Malta Independent Sunday, 26 August 2007, 00:00 Last update: about 18 years ago

Whoever told Daphne “women whose child-bearing years are long past are urged to have sex with their husband on demand (my italics) ‘because it is their duty’?” (TMIS, 19 August). Who is it that urges such a thing? I, for one, have never heard anything of the kind, and I would say it goes completely against Catholic teaching.

As for Daphne’s boast that she “threw away her copy of the Catechism of the Catholic Church before she left school, having had absolutely no interest in it”, I suppose that puts her on the same level, intellectually, as the growing number of people who tell me they no longer read her column because they can’t stand her superior tone and her insults to all they hold sacred any more.
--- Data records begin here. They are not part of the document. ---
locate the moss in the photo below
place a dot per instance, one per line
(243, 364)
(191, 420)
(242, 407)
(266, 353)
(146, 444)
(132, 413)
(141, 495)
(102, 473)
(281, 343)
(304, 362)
If deciding what was right or wrong, or even what right and wrong actually meant, were as simple and straightforward as Daphne seems to suggest, then it would be difficult to explain why all the world’s great minds since Socrates and Plato have wrestled with such questions, and why, for instance, many hospitals nowadays find it necessary to employ philosophers to guide them on ethical matters.

Daphne seems to be mainly interested in the legality of behaviour, and not in morality. Well, that is her business. But she cannot take it against people just because they are more interested in ethics and morality than in the law.

In any case, although morality and legality are conceptually distinct, they cannot be completely unrelated either. One would expect a country’s laws to reflect its moral values. Neither can one say that the former are more important than the latter, for then how would we be able to judge which laws were just and which were unjust, which needed amending and which didn’t?